Greymouth. Los intentos por rescatar a los 29 hombres atrapados en una mina de carbón en Nueva Zelanda sufrieron este martes un nuevo revés cuando un robot enviado por el principal túnel se averió, mientras se desvanecen las esperanzas de encontrar con vida a los mineros.

Los rescatistas no han ingresado a la mina desde que una explosión la sacudió el viernes por la tarde, temiendo la presencia de gases explosivos que podrían entrar en combustión en cualquier momento.

Con la rotura del robot, familiares y amigos de los hombres atrapados expresaron su frustración mientras esperan que los rescatistas completen más análisis de la calidad de aire antes de poder ingresar.

"Está empeorando.
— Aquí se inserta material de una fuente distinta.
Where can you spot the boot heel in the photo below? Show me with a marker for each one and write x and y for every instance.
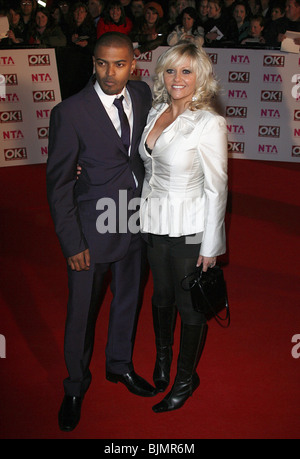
(112, 378)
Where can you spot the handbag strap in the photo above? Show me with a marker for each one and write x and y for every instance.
(197, 280)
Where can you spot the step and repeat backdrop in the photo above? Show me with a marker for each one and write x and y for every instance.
(260, 99)
(29, 89)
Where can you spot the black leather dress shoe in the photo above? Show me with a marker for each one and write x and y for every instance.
(69, 413)
(133, 382)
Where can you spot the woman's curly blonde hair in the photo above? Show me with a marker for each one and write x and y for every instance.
(207, 85)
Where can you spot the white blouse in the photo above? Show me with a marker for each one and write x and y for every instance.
(185, 186)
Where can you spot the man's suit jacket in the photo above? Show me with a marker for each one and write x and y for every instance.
(82, 133)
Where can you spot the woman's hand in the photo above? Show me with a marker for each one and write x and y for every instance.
(208, 262)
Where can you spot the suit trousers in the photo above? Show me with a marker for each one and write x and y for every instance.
(85, 289)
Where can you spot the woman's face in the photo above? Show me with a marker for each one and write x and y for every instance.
(255, 29)
(239, 14)
(115, 13)
(26, 6)
(181, 5)
(187, 22)
(203, 8)
(80, 15)
(14, 17)
(151, 17)
(180, 81)
(41, 19)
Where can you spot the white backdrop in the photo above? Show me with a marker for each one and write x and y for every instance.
(29, 89)
(260, 100)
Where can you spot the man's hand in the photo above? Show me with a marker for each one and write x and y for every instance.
(80, 261)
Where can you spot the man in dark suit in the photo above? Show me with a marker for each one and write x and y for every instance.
(86, 129)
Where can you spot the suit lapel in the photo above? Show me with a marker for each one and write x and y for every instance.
(136, 108)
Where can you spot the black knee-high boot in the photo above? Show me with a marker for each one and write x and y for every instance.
(164, 323)
(192, 342)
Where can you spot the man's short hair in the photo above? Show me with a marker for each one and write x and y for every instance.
(116, 39)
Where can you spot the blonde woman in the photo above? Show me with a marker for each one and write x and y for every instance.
(184, 149)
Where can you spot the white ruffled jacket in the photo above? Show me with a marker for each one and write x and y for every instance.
(185, 186)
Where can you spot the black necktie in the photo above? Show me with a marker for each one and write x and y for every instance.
(125, 128)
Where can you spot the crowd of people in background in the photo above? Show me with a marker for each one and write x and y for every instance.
(214, 23)
(75, 26)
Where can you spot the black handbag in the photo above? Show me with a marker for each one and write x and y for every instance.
(209, 293)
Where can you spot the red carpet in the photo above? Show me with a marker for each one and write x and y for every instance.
(250, 382)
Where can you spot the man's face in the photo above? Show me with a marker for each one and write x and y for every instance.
(113, 66)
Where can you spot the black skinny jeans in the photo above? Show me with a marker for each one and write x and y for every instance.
(171, 259)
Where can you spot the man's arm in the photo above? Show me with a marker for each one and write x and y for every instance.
(63, 151)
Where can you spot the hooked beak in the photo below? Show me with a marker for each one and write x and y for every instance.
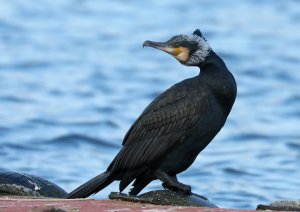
(161, 46)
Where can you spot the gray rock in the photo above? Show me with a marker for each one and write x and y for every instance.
(17, 184)
(166, 197)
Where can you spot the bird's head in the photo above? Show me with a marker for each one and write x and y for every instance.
(190, 50)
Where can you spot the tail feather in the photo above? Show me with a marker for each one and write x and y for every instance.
(92, 186)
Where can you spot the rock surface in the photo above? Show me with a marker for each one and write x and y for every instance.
(17, 184)
(282, 205)
(166, 197)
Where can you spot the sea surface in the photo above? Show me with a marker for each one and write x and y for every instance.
(74, 77)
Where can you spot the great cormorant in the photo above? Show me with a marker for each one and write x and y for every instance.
(167, 137)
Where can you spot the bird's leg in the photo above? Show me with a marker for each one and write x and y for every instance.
(171, 182)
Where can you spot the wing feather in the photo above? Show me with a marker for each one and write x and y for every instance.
(162, 125)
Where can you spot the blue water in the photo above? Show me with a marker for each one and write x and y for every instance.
(74, 77)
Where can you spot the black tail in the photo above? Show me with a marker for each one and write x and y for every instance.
(92, 186)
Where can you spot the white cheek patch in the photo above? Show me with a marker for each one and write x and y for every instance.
(183, 55)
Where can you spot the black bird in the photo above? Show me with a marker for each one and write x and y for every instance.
(179, 123)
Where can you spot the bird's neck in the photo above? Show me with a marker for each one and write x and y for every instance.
(218, 78)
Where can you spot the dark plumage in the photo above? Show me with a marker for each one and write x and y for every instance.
(170, 133)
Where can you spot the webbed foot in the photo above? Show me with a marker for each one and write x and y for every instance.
(171, 183)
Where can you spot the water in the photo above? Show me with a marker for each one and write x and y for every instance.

Frustración, ansiedad, ira, todo está apareciendo (...) Los sentimientos de la gente están llegando a un punto de crisis", dijo a Reuters Laurie Drew, cuyo hijo de 21 años Zen es uno de los hombres atrapados.

Algunos medios reportaron que el robot enviado a la mina, equipado con una cámara, había sufrido un cortocircuito al mojarse en uno de los túneles.

El primer ministro de Nueva Zelanda, John Key, dijo ante el parlamento que "nuestros pensamientos en este momento están con las familias de los mineros y la sensación de desesperanza que ellos deben estar sintiendo".

"Esperamos y rezamos porque los hombres desaparecidos estén vivos y en buen estado, pero dado que no hemos tenido contacto con ellos en cuatro días, la situación sigue siendo grave", agregó.

No ha habido señales de vida desde la explosión del viernes en la mina Pike River, en la montañosa costa occidental de la Isla Sur de Nueva Zelanda.

Con edades que van de los 17 a los 62 años, cada uno de los hombres atrapados llevaba un equipo de respiración de emergencia, que puede darles una hora de aire, y sólo la comida y agua que tenían para consumir durante su turno.